In St. Louis, meanwhile, alerts generated by an algorithmic mortality score were not sent directly to the patient’s doctor. Instead, an alert was first reviewed by another clinician who then forwarded it if appropriate – all part of a deliberate effort to avoid “alert fatigue.”

“The review and email process required about 2-3 minutes per patient,” the researchers wrote. They also tried to ensure there were enough palliative care and hospice specialists to handle increased referrals and that bureaucratic barriers were eased.

Over four years, the St. Louis group identified nearly 14,000 patients as candidates for goals of care discussions. The researchers are now examining the economic impact; for example, the financial implications of possibly reduced length-of-stay and less use of the intensive care unit and emergency room, said Jessica Londeree Saleska, the lead AI implementation researcher in the Department of Internal Medicine at the Washington University School of Medicine, in an email. Saleska is also chief product officer for Central Health Intelligence, an AI start-up working in end-of-life care that has received support from the university.

Real-World Worries

As AI use grows in all aspects of medicine, so do worries about overestimating its capabilities. That’s particularly true in the highly sensitive area of end-of-life decisions, where a commentary on the European research findings expressed deep concern that the results might be interpreted as evidence that AI can replace human surrogates and the doctors who guide them “through the complex decisions that must be faced.”

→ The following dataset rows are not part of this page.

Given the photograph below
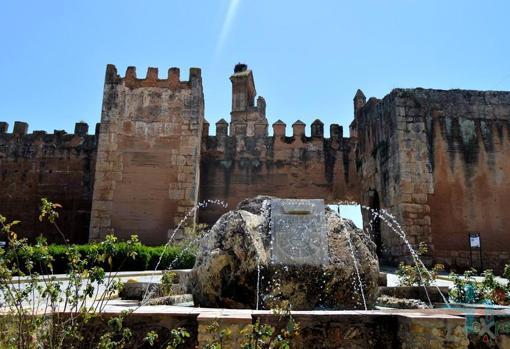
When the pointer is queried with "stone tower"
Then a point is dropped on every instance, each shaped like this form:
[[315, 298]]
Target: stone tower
[[148, 153], [247, 119]]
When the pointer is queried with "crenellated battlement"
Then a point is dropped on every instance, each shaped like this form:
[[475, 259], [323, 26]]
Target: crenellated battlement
[[279, 132], [20, 128], [42, 144], [172, 81]]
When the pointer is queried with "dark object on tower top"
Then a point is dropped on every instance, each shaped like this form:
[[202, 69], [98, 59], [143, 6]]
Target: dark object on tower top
[[240, 67]]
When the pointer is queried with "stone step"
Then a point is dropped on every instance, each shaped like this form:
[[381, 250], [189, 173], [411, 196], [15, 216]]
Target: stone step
[[171, 300]]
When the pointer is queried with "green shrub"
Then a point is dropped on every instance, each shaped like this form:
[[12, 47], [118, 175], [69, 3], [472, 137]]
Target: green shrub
[[146, 257]]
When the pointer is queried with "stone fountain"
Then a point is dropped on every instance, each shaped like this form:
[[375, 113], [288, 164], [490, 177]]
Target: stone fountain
[[268, 250]]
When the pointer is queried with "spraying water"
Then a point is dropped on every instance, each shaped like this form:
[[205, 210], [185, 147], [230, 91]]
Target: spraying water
[[395, 227], [203, 204]]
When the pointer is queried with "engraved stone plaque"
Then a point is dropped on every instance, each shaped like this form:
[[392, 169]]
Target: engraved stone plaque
[[298, 232]]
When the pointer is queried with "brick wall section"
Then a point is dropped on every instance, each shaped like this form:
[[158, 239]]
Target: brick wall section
[[375, 131], [147, 172], [468, 137], [59, 167], [236, 167], [447, 160]]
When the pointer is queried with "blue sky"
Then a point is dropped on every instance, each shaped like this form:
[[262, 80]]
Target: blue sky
[[309, 57]]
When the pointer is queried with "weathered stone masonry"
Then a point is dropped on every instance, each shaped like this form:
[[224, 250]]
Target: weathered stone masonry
[[438, 160], [58, 166], [147, 172]]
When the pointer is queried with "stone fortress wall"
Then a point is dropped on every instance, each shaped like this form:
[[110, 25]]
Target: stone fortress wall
[[438, 160], [58, 166]]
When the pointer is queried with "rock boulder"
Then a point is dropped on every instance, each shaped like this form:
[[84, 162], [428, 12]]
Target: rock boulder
[[234, 261]]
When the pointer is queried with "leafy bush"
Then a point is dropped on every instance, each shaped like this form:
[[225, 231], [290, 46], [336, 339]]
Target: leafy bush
[[416, 274], [145, 257], [45, 312], [466, 289]]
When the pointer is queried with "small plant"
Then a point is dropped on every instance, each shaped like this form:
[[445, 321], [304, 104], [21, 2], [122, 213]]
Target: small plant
[[467, 289], [167, 282], [40, 311], [416, 274], [219, 336]]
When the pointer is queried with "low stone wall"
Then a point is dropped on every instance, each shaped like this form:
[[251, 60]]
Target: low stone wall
[[318, 329], [416, 292]]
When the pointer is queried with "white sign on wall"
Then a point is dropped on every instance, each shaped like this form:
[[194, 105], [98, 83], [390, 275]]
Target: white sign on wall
[[474, 240]]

“Preferences change over time in ways that cannot be predicted,” emphasized the commentary’s two authors, a pediatric intensivist and a palliative care specialist. The commentary did not, however, address what happens when a patient has no surrogate or surrogates disagree.

Nor did the NEJM AI commentary or either set of researchers address the very real possibility that some patients and families will copy the medical record into one or more chatbots and emerge with a survival prognosis that might not match that of the hospital’s AI.

A Moral AI Surrogate

Meanwhile, in an intriguing paper published on the arXiv site, which is not peer-reviewed, a University of Washington researcher suggested developing an AI surrogate whose predictive accuracy also encompassed the “moral adequacy of representation;” i.e., ”the degree to which an AI system honors the patient’s values, relationships, and cultural worldview.” That AI would still be a decision aid, not a decision maker, and its reasoning would be transparent, wrote Muhammad Aurangzeb Ahmad, a resident fellow at UW Medicine who works with UW’s Harborview Medical Center and the university’s Department of Computing and Software Systems.

In an interview with the online publication ars Technica, Ahmad spoke of trying to develop such a surrogate and said he is in the “conceptual phase” of testing the accuracy of that type of AI model based on Harborview patient data. A spokeswoman for UW Medicine told the publication that no patient has yet interacted with the model and emphasized that there was “considerable work to complete,” including a multiple-stage review process, before additional research with an AI surrogate would be approved.

In a 2024 Forbes.com article, Tal Tova Patalon, a physician who often deals with issues of health, ethics and spirituality, discussed the challenge of building a moral AI model that was both accurate in its individual predictions and explainable in its reasoning.

Patalon urged individuals to avoid possible dependence on AI in end-of-life care decisions by taking the initiative in advance care planning .

“Claiming our personal choice means we will never need a personalized algorithm,” she wrote.